For more than a decade, Microsoft has charged an internal carbon tax on business travel to discourage unnecessary petroleum use and help pay for the company’s carbon-reduction efforts. In 2025, Microsoft plans to boost that tax to $100 per metric ton of carbon dioxide, the equivalent of 98 cents per gallon of jet fuel.

The University of Washington has a goal to lower employees’ air travel 5% by 2025, though, unlike some universities, it has not spelled out methods to actually achieve that goal.

The University of California-Berkeley instituted a carbon tax on its business flights — $10 per domestic flight and $25 per international flight — and reports cutting its air travel emissions 19% from 2019 to 2023.

Some University of Washington faculty and staff are trying to boost their school’s ambition when it comes to doing less harm. An advisory committee is creating a program to reduce the institution’s flying and its impacts.

“None of us are proposing that we eliminate flying,” political science professor Jamie Mayerfeld said. “What we're proposing is that we become more thoughtful about the flying we do and make decisions about when to fly, taking into account the climate harms associated with flying.”

Mayerfeld, whose research focuses on political theory and human rights, made a promise to himself that he would cover climate change at least a little in every course he teaches. He said he has cut back his own flying, both professional and personal, and has sworn off flying to conferences.

“Flying really epitomizes the problem of climate injustice,” he said. “It involves a very small number of the world's population contributing disproportionately to greenhouse gas emissions. It's a small number of people who do a lot of flying.”

Mayerfeld says he recognizes that flying can be hard to avoid for activities like field research and professional development.

“Academics spend a lot of time flying to conferences and flying to workshops. Some of that activity can be replaced with online workshops, or perhaps regional workshops, which involve traveling over shorter distances,” he said.

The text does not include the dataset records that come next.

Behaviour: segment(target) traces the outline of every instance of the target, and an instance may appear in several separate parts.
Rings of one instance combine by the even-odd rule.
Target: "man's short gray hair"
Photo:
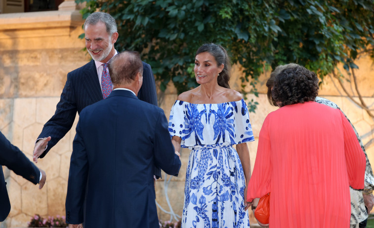
[[[95,25],[99,22],[105,24],[107,33],[109,35],[112,35],[114,33],[117,32],[117,24],[116,23],[116,20],[110,14],[103,12],[95,12],[90,14],[84,21],[84,24],[83,26],[83,29],[85,29],[85,26],[87,25]]]

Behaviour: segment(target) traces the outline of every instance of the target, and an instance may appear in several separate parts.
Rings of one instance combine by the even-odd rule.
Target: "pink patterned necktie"
[[[108,63],[102,64],[104,68],[101,74],[101,89],[103,91],[103,98],[105,99],[112,92],[112,81],[110,80],[109,73],[107,72]]]

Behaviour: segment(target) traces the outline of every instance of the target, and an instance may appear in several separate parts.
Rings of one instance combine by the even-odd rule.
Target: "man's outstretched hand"
[[[35,163],[38,163],[38,159],[44,152],[44,150],[45,149],[45,147],[47,146],[48,142],[50,141],[50,140],[51,136],[48,136],[46,138],[40,139],[35,144],[35,146],[34,147],[34,153],[33,153],[33,161]]]

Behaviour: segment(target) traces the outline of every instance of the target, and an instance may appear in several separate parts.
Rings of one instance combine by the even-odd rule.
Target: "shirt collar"
[[[118,54],[118,52],[116,50],[116,52],[114,53],[114,55],[110,59],[110,60],[111,60],[113,57],[114,57],[114,56],[116,55],[117,55],[117,54]],[[108,61],[108,63],[109,63],[109,62],[110,62],[110,60],[109,60],[109,61]],[[100,66],[101,65],[102,65],[103,64],[105,64],[105,63],[102,63],[102,62],[101,62],[100,61],[96,61],[96,60],[94,60],[94,61],[95,61],[95,65],[96,67],[96,69],[97,69],[98,68],[99,68],[99,66]]]
[[[130,92],[131,92],[133,94],[134,94],[134,95],[135,95],[135,96],[136,96],[136,95],[135,94],[135,93],[134,93],[134,91],[132,91],[131,90],[129,90],[128,89],[126,89],[125,88],[116,88],[116,89],[114,89],[113,90],[127,90],[128,91],[130,91]]]

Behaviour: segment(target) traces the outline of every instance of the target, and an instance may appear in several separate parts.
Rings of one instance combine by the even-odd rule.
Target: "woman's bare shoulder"
[[[226,98],[231,101],[237,101],[243,98],[243,96],[240,93],[236,90],[228,89],[225,92]]]
[[[177,99],[178,100],[182,100],[183,101],[188,102],[189,103],[190,102],[191,100],[193,97],[194,93],[192,92],[193,90],[189,90],[188,91],[186,91],[185,92],[182,93],[178,96]]]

Academic associations including the American Philosophical Association, the American Sociological Association, and the Middle East Studies Association now alternate conferences between in-person and virtual. Others have started holding “multi-hub” hybrid conferences, with simultaneous local gatherings connecting virtually for keynote speeches and panels.

“It's possible to have online conferences that are imaginative, creative, that accomplish a lot, and that are better than the kind of online conferences some of us might have experienced in the past,” Mayerfeld said.

Though online events are rarely as satisfying as meeting in person, they do have a big benefit beyond avoiding pollution.

They expand the number and types of people who get to participate, including those who can’t afford to fly — or think the planet can’t afford it.